A second way to achieve zero-knowledge is to combine Jolt with folding, which we will do regardless, in order to make the prover space independent of the number of RISC-V cycles being proven. As described in Section 7 of the latest version of the HyperNova paper, one can straightforwardly obtain zero-knowledge directly from folding, without composition with a zkSNARK like Groth16.
There are also ways to make Jolt zero-knowledge without invoking SNARK composition. For example, rendering sum-check-based SNARKs zero-knowledge without using composition was exactly the motivation for Zeromorph, which introduces a very efficient zero-knowledge variant of KZG commitments for multilinear polynomials.

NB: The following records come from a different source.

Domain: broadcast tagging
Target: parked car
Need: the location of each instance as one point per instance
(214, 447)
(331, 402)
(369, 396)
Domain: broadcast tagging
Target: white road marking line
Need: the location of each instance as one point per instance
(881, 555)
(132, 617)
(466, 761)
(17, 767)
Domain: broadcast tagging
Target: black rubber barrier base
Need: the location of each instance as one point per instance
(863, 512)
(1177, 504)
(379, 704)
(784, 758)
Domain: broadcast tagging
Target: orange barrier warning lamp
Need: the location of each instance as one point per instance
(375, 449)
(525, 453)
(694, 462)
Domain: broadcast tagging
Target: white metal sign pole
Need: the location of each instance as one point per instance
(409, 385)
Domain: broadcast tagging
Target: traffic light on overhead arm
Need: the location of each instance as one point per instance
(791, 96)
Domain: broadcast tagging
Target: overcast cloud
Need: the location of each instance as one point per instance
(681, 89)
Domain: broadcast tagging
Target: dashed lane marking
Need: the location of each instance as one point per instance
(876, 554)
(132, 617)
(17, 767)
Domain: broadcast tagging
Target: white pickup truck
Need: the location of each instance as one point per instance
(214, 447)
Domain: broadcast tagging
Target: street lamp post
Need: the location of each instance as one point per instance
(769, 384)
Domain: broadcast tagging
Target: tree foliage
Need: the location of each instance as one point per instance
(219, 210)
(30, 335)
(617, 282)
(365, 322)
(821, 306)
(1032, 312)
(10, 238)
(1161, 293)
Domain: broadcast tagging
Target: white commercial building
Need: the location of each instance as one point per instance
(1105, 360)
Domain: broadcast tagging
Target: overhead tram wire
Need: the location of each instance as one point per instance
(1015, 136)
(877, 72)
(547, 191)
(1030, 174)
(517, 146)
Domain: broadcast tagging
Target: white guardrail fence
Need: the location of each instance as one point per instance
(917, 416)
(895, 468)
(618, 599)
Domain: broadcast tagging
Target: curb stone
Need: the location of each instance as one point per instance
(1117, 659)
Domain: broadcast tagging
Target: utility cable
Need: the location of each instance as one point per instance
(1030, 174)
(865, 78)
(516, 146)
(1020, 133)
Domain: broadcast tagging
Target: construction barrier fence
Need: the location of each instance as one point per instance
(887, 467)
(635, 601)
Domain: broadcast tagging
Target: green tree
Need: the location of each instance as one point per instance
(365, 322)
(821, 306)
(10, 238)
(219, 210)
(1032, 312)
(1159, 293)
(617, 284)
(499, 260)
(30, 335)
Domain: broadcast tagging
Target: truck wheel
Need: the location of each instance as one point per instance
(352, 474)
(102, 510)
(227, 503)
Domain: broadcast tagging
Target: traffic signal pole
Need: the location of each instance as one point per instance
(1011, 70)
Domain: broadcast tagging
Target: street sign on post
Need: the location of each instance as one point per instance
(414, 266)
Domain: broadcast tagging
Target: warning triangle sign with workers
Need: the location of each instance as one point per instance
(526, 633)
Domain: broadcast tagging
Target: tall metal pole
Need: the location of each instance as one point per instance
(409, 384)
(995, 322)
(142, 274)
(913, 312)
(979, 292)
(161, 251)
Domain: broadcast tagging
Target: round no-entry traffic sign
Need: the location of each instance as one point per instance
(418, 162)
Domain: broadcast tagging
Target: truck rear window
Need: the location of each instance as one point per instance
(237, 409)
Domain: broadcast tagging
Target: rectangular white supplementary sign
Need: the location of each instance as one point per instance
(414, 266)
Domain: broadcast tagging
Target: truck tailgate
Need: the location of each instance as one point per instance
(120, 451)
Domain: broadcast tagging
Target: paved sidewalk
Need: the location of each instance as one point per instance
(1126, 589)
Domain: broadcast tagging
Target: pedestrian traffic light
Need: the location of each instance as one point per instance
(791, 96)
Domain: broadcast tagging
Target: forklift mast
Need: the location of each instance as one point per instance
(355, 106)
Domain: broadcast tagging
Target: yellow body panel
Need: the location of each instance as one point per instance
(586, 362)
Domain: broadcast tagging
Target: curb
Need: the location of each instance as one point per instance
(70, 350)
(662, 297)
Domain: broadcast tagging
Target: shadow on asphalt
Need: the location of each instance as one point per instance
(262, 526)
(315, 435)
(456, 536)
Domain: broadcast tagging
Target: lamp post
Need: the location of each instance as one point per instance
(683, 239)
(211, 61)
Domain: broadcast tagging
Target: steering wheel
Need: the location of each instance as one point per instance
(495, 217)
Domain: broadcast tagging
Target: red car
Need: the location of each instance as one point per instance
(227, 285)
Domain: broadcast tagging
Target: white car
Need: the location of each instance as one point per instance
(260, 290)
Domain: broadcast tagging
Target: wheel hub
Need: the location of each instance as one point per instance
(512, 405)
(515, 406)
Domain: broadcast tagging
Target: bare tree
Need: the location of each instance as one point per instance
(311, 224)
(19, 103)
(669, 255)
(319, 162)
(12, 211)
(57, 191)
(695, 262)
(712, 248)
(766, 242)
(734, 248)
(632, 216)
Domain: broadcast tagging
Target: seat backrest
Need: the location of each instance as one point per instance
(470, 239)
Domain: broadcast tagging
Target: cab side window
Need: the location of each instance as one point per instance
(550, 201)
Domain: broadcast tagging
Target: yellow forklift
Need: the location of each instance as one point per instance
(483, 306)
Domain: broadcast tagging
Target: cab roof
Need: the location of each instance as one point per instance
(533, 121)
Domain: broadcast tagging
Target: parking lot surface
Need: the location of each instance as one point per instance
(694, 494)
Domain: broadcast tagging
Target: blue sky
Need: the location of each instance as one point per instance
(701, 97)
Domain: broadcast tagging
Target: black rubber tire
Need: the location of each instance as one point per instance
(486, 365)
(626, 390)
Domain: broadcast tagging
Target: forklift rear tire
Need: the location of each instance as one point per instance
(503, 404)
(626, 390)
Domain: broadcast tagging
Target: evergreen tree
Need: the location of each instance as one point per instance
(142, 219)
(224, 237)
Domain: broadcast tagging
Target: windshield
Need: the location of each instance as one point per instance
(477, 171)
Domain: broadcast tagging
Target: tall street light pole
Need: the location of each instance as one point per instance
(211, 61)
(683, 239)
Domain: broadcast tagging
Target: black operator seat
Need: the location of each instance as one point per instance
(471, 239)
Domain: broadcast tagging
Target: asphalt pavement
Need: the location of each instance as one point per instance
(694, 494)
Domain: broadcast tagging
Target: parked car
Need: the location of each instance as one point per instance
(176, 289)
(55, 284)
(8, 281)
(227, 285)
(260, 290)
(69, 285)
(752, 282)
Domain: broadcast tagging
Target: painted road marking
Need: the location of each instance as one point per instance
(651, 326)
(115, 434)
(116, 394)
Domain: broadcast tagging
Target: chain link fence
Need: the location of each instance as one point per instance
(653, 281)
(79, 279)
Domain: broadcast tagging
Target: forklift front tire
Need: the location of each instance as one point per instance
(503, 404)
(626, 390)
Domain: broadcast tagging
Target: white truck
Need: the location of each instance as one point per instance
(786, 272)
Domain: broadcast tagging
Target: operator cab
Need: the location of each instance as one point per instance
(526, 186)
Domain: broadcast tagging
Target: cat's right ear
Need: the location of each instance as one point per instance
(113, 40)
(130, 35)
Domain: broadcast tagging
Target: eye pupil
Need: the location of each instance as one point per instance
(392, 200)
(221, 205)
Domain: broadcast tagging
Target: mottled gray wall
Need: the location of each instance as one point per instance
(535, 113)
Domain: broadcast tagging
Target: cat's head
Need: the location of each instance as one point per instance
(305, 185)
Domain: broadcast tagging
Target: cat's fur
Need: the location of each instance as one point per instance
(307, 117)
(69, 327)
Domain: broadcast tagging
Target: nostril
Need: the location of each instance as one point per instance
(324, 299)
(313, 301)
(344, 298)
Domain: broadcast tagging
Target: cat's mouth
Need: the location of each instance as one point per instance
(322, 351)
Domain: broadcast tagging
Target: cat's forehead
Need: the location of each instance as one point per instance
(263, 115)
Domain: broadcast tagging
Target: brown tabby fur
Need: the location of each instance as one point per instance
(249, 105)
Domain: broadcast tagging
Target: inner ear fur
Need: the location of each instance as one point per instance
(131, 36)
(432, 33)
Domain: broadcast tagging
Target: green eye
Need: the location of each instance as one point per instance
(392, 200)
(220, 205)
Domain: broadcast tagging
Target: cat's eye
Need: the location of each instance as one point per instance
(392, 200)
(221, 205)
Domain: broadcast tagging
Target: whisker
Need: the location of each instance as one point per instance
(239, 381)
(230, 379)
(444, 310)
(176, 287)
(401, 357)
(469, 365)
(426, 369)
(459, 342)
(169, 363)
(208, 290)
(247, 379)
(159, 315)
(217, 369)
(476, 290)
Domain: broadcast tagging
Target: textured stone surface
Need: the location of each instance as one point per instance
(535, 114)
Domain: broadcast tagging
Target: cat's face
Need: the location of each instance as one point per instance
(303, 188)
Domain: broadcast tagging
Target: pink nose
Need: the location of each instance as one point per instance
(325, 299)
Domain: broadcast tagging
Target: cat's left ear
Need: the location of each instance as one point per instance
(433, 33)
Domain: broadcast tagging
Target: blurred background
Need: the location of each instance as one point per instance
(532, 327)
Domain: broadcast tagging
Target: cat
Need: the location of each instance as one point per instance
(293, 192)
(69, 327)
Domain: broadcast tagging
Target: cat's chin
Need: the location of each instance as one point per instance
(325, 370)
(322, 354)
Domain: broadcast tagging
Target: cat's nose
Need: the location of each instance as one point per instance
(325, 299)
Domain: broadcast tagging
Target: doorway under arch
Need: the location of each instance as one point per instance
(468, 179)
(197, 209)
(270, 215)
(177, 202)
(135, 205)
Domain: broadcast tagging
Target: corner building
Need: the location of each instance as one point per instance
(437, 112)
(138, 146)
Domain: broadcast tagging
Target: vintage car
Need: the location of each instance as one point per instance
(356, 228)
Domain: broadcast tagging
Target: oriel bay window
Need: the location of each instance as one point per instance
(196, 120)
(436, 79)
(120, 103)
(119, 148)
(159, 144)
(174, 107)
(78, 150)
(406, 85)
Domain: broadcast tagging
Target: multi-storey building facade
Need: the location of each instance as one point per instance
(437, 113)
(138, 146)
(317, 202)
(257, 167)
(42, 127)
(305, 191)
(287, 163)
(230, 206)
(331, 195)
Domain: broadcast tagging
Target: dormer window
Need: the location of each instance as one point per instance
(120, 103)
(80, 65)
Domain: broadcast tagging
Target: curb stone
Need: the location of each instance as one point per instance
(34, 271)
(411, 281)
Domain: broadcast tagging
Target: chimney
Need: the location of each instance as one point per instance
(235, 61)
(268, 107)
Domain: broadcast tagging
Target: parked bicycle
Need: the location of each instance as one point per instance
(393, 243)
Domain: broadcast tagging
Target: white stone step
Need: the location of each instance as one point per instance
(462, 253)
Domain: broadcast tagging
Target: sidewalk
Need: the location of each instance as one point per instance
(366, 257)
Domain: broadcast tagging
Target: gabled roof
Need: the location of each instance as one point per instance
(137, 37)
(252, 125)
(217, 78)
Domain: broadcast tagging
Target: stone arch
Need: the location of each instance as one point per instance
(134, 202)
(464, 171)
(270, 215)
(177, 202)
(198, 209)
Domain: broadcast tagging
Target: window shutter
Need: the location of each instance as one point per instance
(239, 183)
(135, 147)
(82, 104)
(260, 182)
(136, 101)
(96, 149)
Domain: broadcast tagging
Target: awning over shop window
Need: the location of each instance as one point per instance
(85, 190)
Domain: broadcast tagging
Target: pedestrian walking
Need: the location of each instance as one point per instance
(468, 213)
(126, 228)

If we use the Zeromorph polynomial commitment scheme, the commitment and any evaluation proof are hiding (they reveal nothing about the committed polynomial, and still give the verifier a commitment to the requested evaluation of the committed polynomial). One still needs to ensure that the various applications of the sum-check protocol in Jolt also do not leak any information about the witness. Here, techniques based on masking polynomials apply (see Section 13.3 of Proofs, Arguments, and Zero-Knowledge for a sketchy overview). However, the use of masking polynomials requires the prover to be able to commit to non-multilinear polynomials and hence introduce significant (but surmountable) issues.
A similar approach to achieving ZK also applies when using a hashing-based polynomial commitment scheme like Brakedown. Roughly, to randomize all values sent by the prover during the Brakedown evaluation proof, it suffices to pad the committed polynomial with sufficiently many random values. One does need to lightly modify the Jolt polynomial IOP to "ignore" these extra, random committed values.
A final technique to render all of the sum-checks ZK without SNARK composition is given in Hyrax (based on old work of Cramer and Damgård). Roughly, rather than the prover sending field elements "in the clear", it instead sends (blinded, hence hiding) Pedersen commitments to these field elements. And the verifier exploits homomorphism properties to confirm that the committed field elements would have passed all of the sum-check verifier's checks. See Section 13.2 of Proofs, Arguments, and Zero-Knowledge for additional discussion.